Watched “Inside Out” with my 3 year old daughter. She might be too young for it. But, come to think of it, we – as a civilization – might be too young for it. The modern-day neuroscience drives home an old Buddhist point: there is no “I” – there is no fixed self – we are composite creatures, made up of fluidly rearranging aggregates (see Sunyata doctrine of “emptiness” and Anatman doctrine of “no-self”). As a civilization, we still think of our respective selves as an “I” whereas each one of us appears to be… a neural “We.” When we realize that brain is not an organ but an organization, an “I” becomes a “We” and with that we lose the stifling attachment to our self-limiting notions of who/what we are.

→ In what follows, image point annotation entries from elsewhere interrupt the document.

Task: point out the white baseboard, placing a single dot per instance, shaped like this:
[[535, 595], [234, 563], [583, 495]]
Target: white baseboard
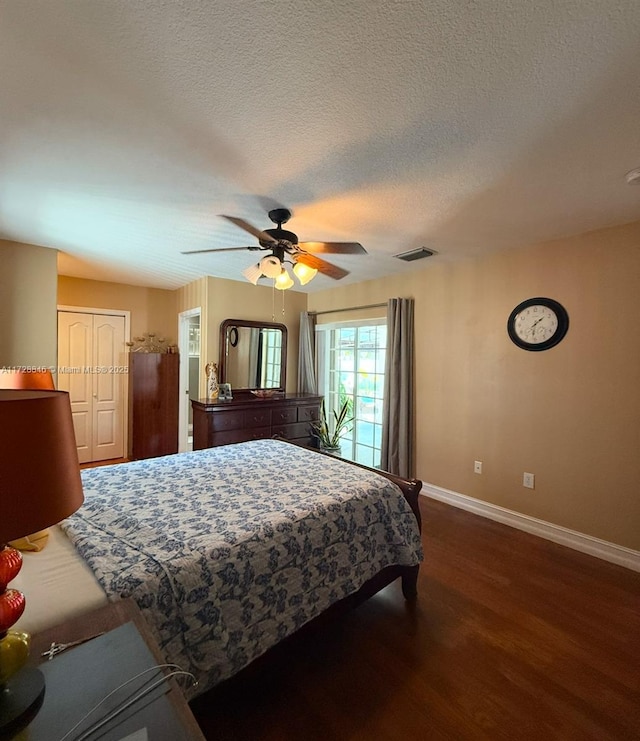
[[578, 541]]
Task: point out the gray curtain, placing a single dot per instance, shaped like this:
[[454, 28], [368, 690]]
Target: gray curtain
[[397, 409], [307, 382]]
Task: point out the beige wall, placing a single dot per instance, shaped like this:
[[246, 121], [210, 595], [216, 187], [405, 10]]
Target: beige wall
[[152, 309], [570, 415], [28, 312]]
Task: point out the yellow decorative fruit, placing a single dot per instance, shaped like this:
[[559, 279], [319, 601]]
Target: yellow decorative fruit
[[14, 651]]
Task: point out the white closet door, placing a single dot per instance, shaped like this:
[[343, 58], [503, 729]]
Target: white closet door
[[90, 358]]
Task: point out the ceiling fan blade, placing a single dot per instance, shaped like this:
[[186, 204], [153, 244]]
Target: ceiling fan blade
[[221, 249], [322, 266], [335, 248], [263, 236]]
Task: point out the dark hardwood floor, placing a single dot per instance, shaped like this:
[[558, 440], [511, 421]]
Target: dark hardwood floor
[[512, 637]]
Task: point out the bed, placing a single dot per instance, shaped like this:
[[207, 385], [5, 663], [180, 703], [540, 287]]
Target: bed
[[228, 551]]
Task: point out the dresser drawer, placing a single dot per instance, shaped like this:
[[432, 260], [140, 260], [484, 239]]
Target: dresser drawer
[[308, 413], [284, 415], [226, 420], [257, 418], [292, 431]]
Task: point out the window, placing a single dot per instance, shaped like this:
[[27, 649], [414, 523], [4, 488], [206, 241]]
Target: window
[[351, 358], [271, 354]]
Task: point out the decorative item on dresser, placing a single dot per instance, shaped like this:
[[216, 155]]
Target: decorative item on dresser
[[247, 417], [153, 404]]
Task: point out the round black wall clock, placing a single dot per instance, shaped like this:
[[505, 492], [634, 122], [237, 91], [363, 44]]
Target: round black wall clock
[[538, 324]]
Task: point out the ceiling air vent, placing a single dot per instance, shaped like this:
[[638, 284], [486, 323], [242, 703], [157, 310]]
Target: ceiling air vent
[[415, 254]]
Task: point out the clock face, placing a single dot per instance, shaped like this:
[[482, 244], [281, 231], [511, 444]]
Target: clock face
[[538, 324]]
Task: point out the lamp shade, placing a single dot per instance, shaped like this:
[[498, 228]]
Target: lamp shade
[[39, 472]]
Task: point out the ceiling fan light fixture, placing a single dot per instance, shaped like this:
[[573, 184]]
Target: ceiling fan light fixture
[[283, 280], [253, 273], [304, 273], [270, 266]]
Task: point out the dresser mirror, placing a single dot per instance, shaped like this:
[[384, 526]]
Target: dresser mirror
[[253, 355]]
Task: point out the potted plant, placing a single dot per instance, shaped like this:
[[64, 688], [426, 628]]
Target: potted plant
[[328, 436]]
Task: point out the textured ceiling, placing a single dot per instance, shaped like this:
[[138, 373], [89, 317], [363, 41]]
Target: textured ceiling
[[127, 126]]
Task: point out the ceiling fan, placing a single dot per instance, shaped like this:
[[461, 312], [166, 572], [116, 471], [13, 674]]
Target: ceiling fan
[[284, 246]]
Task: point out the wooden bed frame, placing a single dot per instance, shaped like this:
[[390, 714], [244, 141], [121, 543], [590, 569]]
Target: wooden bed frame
[[408, 574]]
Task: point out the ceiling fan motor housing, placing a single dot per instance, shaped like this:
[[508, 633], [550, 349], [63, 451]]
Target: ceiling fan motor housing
[[280, 235]]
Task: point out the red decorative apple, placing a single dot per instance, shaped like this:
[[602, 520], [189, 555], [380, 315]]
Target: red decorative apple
[[12, 605], [10, 565]]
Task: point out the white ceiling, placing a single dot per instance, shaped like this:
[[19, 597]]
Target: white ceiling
[[127, 126]]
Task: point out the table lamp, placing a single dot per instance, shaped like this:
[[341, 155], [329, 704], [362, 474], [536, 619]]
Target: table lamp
[[40, 485], [24, 379]]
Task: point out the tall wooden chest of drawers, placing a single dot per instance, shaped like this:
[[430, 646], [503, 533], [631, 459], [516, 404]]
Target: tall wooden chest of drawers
[[249, 418]]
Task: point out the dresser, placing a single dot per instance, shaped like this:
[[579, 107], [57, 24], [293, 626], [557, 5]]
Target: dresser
[[153, 404], [246, 417]]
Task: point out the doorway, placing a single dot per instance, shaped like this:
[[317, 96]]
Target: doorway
[[189, 345], [92, 367]]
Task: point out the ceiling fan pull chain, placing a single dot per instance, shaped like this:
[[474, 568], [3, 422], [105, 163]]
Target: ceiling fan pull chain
[[273, 301]]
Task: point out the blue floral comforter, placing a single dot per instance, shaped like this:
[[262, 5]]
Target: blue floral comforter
[[229, 550]]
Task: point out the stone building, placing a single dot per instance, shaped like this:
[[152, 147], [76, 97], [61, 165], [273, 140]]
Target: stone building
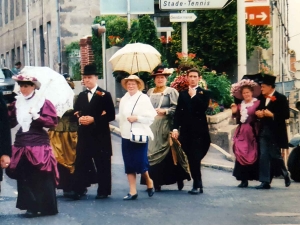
[[51, 25]]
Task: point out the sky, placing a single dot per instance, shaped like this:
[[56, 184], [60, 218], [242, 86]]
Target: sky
[[294, 26]]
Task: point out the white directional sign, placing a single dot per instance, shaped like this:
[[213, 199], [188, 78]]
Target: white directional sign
[[182, 17], [191, 4]]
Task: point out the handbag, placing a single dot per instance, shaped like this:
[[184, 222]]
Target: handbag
[[135, 133]]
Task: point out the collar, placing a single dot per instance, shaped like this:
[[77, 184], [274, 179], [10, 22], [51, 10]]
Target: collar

Adaptive fluidity ensues.
[The Buddhism of modern-day neuroscience is not, of course, what the movie is about but that’s what stood out for this reviewer.]
A couple of other “mental health” thoughts about the movie:
- the movie makes a case (probably unintentionally) against early parentification of our children; in the movie, the child protagonist experiences a subtle pressure from parents to be her “happy self” so as to buffer the parents against the stress of the relocation; this, of course, boomerangs.
- the movie skillfully de-pathologizes such emotions as sadness and anger by showing us that there are essentially no good or bad emotions, that emotions are adaptive amplifications in the service of one’s overall wellbeing; this is a definite paradigm-shift step away from the uber-positive-psychology of joy and happiness; there are many roads to the Rome of Wellbeing and sometimes a detour of sadness is the shortest cut (which, tangentially, brings to mind The [very playful] Depression Book: Depression as an Opportunity for Spiritual Growth by the Buddhist teacher, Cheri Huber)
In sum, “Inside Out” is a neuro-/psychologically savvy movie with a definite “adult” track to keep both the parents and the kids well entertained and humanistically enriched.